Your location:Home / Media Center / Industry News

When can AI deliver the drug discovery hits?

The CACHE hit-finding competition highlights the potential of AI to identify small molecules that bind to hard-to-drug targets — and the long road ahead for these computational screening approaches.


The dream of the AI revolution in smallmolecule drug discovery is clear and compelling. Take a target of choice, run a virtual screen against it, get some hit compounds — and you’re off. The reality is murkier. Despite big claims from biopharmacompanies, industry teams release scant details of what they are doing and how they are faring. Academic groups are more open, but often lack the resources to rigorously validate their techniques or their could-be contenders. The hype drowns out the hits.


The first results from the Critical Assessment of Computational Hit-finding Experiments (CACHE) competition now provide a crucial glimpse into the black box. Competitors made inroads against a hard target, but they still have a long way to go, the results showed. “CACHE is revealing the state of the art in computational hit finding. In a few years, when we look back, we will call this stone-age art,” says Matthieu Schapira, a computational chemist and CACHE coordinator at the Structural Genomics Consortium, the University of Toronto.
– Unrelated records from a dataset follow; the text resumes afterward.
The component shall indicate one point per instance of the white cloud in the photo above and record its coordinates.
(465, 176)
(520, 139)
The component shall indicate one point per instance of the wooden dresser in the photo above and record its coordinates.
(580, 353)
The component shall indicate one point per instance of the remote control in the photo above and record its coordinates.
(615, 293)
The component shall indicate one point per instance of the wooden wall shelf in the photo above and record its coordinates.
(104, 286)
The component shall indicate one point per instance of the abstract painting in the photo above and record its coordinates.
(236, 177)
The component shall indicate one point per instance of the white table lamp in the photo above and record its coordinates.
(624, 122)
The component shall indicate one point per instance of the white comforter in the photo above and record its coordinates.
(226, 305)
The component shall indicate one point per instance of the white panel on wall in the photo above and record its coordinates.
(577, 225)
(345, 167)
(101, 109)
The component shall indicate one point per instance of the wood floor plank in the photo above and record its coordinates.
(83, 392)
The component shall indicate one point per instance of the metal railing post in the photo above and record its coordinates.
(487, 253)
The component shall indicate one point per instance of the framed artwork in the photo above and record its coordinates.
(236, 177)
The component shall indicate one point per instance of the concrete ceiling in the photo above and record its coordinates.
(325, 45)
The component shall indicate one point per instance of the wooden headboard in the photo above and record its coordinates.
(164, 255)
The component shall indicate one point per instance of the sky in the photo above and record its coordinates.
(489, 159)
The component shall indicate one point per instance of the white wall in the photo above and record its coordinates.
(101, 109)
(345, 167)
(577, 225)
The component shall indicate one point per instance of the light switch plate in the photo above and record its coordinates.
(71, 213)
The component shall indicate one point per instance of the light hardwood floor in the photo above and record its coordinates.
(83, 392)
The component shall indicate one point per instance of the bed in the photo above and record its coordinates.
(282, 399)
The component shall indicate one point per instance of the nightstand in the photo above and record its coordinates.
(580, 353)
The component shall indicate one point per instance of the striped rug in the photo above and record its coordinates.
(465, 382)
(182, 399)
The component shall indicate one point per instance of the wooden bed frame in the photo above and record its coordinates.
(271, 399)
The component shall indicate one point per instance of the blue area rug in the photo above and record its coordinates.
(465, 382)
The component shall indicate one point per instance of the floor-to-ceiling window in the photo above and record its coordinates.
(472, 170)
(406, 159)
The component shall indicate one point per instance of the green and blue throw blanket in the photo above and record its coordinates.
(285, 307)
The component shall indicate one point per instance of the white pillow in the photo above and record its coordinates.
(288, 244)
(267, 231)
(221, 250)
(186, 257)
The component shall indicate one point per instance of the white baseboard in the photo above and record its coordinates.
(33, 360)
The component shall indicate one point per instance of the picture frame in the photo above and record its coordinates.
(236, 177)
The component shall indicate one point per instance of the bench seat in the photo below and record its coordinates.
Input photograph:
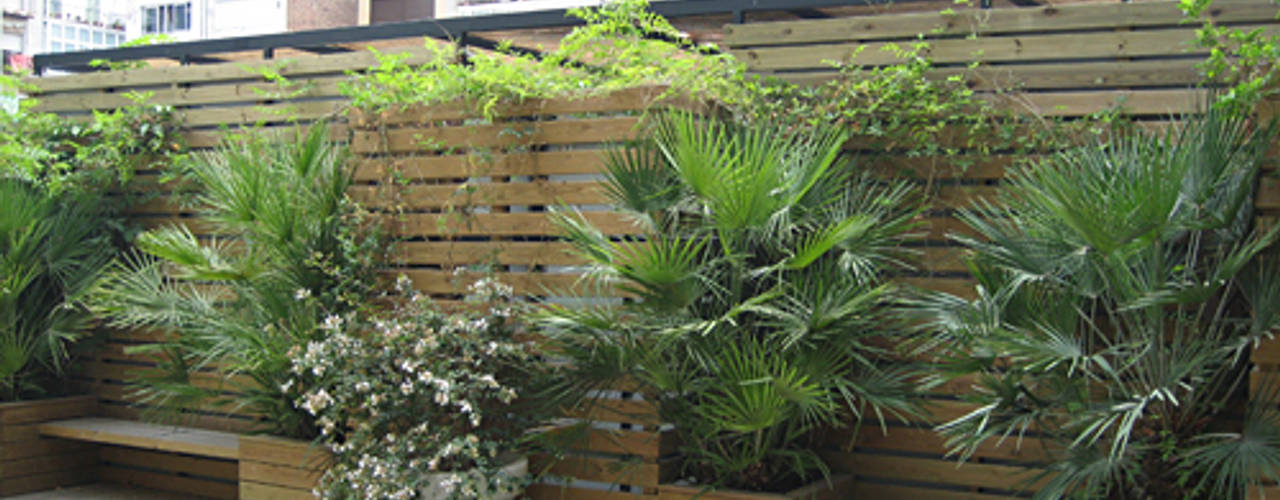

23 teams predicted over 2,000 compounds that they hoped would bind to the as-yet undrugged WD40 repeat (WDR) domain of LRRK2, a multifunctional enzyme that is associated with Parkinson disease. When these small molecules were tested in the lab, fewer than a dozen actually fit into the WDR pocket. “We’re at less than a 1% hit rate,” says Schapira. The hits that did make the cut were not very potent, he adds, with binding affinities ranging from 20 to 70 micromolar.


“My one surprise is that anything worked at all,” says Brian Shoichet, a virtual docking expert at UCSF who did not compete in the challenge. If you set the potency threshold higher, he cautions, there would have been no hits. “I told them this target was too hard,” he adds.


The difficulty stems from how little the field understands about LRRK2’s WDR domain, he adds. It has no known binders, and the best crystal structure on offer shows a big empty pocket without clear ligand–protein interaction points (Fig. 1). A home run hit against this kind of target would signal the start of a new era in computational drug discovery. The reality is more modest. “It’s better than random, but we are far from a breakthrough,” says Schapira. The point of CACHE, however, is not to find the winners but rather to accelerate the whole field. “We are awash in hype and need to have a more open conversation about the tools we’re using and how effective they are,” says Ryan Merkley, CEO of Conscience, the non-profit that is backing the challenge. “The only way we improve is if we start sharing our results, benchmarking tools against each other, and talking to each other about how to iterate and make those processes better.”


Compute a hit

CACHE is modelled after the Critical Assessment of protein Structure Prediction (CASP) challenge, in which entrants predict the structure of a protein based on its amino acid sequence. CASP launched in 1994, and 26 years later DeepMind’s AlphaFold rocked the field. Researchers are still coming to terms with what AI-enabled protein structure predictions mean for biology, and how to best use these results. Computational methods are already deeply embedded into drug discovery workflows, but continue to need more work. AI advocates hope that various types of machine learning will make these tools as transformative for drug discovery as AlphaFold has been for structure prediction. CACHE — organized initially by the Structural Genomics Consortium — set out to help the field overcome the many hurdles ahead.


image.png


In the first challenge, 23 teams signed up to predict ligands that would bind to LRRK2’s WDR domain. Entrants used their computational method of choice to predict 100 compounds that might hit the target. The CACHE team then ordered these compounds from the make-on demand small-molecule vendor Enamine, tested them in the lab for activity, and scored the results. Teams that identified compounds of interest were invited to suggest another 50 analogues, which were tested again. All of the results have been disclosed to the public. Competitors have the option to remain anonymous.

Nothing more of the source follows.